In the meantime, you should try to go to those schools that will prepare you to be a vice or gang officer. While you are working patrol, you should be learning everything you can about the local gangs and the vice laws. This is just an example, but you can apply the process to other areas.

My last recommendation on career enhancement is to find a mentor(s). Whatever it is that you decide to do in law enforcement, chances are good that someone else in your department has done it and wants to pass on his or her knowledge.

If you are reading this article, then you obviously do not want to learn everything the hard way. Having a mentor is the best way to avoid that. Let someone else give you the benefit of their career path, their successes, and, maybe most important, their mistakes, because you do not want to repeat those if you can help it.

Law Enforcement As a Profession

It's a trap to think about law enforcement just in terms of what goes on in your jurisdiction. We, as human beings, tend to get caught up in what occurs in our own little world, to the detriment of our agencies and ourselves.

What I wish I learned in the police academy was to look at law enforcement from a strategic point of view. Right now, you are a new officer, but where are you going to be in 20 years, with another possible 10 to go? Today's new patrol officer is going to be the chief of police in the year 2035. Think about that!

What will the state of law enforcement be not only nationwide, but worldwide? After the events of 9/11, I don't think anyone in law enforcement can afford not to take a worldview of political, technological, and sociological events. You might be among the senior police administrators setting law enforcement policy two or three decades from now.

Your agency will provide you with many training and educational opportunities during your career, but you can and must do more. Educational opportunities outside the law enforcement arena are going to be imperative for the New Millennium law enforcement professional.

Higher education, including even doctorate degrees, will be the norm, not the exception. I recommend studying subjects outside the criminal justice field for a more rounded educational experience.

Study what interests you. Possibly the best knowledge you will gain from continuing higher education will come from interaction with professionals outside the criminal justice field. Their insight and perceptions of law enforcement will be critical to successfully policing in a technologically advancing society.

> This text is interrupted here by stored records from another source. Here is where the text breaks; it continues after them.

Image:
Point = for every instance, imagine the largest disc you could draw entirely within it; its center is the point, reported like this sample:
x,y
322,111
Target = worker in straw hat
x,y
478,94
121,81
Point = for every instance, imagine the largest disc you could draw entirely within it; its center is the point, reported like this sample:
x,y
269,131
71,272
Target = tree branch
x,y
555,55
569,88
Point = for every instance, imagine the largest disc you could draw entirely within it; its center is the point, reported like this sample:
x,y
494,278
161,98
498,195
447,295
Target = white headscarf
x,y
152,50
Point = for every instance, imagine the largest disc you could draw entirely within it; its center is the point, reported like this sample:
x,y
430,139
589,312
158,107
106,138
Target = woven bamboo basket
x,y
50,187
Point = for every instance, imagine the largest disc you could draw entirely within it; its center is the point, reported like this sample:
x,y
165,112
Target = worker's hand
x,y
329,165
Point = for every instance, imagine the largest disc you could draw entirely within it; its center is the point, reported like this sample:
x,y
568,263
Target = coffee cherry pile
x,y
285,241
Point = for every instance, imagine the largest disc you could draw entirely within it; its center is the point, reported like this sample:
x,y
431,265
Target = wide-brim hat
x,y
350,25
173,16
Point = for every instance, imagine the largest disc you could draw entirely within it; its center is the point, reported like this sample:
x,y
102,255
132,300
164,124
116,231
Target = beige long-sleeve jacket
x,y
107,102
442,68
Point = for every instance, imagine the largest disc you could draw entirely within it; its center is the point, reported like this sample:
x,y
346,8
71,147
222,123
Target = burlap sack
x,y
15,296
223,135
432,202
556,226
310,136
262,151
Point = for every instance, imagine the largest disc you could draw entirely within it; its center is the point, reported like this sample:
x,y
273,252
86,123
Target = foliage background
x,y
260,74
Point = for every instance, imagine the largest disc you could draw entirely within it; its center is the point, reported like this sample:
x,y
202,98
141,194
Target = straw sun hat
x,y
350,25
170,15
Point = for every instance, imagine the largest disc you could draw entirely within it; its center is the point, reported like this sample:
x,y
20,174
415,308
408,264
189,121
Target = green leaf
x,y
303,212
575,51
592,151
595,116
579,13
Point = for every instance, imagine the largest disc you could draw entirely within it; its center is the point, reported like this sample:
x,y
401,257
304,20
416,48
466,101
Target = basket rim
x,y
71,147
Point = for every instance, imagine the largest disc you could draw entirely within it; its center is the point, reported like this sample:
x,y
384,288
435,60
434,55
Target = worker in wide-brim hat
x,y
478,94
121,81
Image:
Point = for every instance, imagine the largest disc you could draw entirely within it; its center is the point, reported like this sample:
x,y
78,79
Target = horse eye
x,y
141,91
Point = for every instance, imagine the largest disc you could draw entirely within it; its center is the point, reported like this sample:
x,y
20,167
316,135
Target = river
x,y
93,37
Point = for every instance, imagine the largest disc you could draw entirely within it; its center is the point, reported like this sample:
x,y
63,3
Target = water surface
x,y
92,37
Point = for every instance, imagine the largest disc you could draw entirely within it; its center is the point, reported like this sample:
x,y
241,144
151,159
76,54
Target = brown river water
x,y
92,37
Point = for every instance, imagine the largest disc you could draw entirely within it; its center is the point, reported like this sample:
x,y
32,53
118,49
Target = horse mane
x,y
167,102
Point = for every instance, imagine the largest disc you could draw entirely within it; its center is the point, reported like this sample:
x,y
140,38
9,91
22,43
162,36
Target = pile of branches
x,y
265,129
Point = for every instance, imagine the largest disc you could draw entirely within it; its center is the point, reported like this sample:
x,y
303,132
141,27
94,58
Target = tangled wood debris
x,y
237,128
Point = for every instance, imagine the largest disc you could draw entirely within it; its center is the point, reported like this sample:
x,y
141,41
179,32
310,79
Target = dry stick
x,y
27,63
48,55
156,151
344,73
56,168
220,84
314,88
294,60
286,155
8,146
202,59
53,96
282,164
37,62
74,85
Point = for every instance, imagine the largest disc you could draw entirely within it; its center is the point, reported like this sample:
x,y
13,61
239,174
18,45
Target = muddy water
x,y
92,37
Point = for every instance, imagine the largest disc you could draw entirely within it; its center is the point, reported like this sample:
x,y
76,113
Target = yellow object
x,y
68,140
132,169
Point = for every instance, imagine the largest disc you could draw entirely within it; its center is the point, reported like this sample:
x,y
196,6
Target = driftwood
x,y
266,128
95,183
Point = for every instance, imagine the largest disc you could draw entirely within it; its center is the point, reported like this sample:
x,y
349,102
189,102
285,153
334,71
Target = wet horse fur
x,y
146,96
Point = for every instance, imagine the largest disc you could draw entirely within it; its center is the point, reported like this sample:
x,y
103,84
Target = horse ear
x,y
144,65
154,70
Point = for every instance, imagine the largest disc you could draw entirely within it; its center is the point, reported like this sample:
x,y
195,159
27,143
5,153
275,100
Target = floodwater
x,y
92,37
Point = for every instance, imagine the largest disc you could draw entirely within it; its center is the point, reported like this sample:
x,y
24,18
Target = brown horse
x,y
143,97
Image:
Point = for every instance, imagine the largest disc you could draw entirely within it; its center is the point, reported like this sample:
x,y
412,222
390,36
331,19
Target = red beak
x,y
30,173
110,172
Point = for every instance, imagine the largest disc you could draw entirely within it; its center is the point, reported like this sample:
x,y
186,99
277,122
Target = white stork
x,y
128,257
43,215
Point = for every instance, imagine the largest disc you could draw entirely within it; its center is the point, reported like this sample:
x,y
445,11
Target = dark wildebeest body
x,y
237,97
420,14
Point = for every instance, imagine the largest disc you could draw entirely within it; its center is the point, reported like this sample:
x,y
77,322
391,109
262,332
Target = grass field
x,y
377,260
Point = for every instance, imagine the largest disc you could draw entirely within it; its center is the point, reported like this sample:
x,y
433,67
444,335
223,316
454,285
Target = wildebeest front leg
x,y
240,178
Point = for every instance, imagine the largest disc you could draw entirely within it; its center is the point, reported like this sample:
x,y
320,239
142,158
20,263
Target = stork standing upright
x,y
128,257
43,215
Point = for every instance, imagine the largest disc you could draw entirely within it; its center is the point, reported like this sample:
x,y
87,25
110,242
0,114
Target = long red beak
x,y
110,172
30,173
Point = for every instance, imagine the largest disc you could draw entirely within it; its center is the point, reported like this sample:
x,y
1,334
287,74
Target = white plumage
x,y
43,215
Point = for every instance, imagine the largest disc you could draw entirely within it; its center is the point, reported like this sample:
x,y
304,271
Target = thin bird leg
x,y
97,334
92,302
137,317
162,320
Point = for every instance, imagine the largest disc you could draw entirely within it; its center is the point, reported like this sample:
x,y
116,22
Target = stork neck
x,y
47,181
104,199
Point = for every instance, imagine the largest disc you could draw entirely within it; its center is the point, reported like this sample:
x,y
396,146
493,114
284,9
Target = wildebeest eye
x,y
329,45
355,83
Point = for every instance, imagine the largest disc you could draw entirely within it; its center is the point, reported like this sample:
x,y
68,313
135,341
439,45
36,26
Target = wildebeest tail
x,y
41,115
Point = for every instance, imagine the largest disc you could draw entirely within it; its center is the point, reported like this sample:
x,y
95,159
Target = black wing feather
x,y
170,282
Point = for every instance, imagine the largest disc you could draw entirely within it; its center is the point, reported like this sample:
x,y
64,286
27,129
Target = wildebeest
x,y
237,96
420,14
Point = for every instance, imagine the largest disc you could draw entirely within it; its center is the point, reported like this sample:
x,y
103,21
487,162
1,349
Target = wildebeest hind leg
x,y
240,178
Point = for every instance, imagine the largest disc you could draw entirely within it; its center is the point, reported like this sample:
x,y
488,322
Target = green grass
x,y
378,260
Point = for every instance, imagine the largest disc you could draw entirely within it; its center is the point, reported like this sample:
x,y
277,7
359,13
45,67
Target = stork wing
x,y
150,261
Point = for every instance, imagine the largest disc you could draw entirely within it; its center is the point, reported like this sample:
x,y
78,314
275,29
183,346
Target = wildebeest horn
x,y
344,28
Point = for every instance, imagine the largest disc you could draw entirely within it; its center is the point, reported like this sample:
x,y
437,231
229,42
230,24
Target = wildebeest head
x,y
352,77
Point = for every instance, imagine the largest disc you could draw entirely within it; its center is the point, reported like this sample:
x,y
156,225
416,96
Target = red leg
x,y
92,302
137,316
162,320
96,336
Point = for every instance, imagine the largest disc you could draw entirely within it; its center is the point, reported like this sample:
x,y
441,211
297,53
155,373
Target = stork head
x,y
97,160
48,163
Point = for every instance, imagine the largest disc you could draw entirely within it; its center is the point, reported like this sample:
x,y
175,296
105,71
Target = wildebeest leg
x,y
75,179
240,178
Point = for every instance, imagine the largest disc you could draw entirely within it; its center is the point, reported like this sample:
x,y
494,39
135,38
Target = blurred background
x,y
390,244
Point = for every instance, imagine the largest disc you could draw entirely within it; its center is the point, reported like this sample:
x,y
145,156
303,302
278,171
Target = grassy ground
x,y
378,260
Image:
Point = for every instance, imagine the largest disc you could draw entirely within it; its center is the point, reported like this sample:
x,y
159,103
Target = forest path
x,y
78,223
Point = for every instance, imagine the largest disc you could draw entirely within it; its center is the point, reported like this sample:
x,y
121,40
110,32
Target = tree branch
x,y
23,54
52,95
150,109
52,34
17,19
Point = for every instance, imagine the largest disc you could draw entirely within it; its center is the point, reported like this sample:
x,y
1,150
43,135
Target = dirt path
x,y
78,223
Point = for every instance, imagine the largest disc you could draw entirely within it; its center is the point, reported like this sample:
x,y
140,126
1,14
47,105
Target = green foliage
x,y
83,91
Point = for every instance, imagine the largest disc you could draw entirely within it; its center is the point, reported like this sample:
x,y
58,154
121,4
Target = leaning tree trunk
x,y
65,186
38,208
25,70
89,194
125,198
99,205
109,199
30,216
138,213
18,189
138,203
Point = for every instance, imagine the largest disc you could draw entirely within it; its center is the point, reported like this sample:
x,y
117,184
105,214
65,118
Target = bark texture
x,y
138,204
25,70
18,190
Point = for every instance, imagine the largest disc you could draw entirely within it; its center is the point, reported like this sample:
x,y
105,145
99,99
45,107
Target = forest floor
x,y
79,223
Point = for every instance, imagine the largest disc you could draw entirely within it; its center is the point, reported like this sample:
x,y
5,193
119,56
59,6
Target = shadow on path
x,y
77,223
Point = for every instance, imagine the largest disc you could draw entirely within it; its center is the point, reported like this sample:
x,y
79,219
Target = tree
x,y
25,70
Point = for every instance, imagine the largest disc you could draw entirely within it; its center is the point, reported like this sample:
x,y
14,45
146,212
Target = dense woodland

If I can offer one final piece of advice, it would be this: Avoid the tendency, as a new police officer, to focus on just what goes on in and around the immediate vicinity of your police car. You are not just a police officer; now you are a leader in your community.

People of all ages, races, and religions will be looking to you to solve their problems and lead them in the right direction, at points in their life where they cannot make good decisions for themselves. This is a great challenge, but also a wonderful opportunity to make a difference in the world.

Hopefully, this is a central reason behind your becoming a police officer. If you can keep this ideal healthy throughout the life of your career, the police profession will remain personally fulfilling at each stage of the game.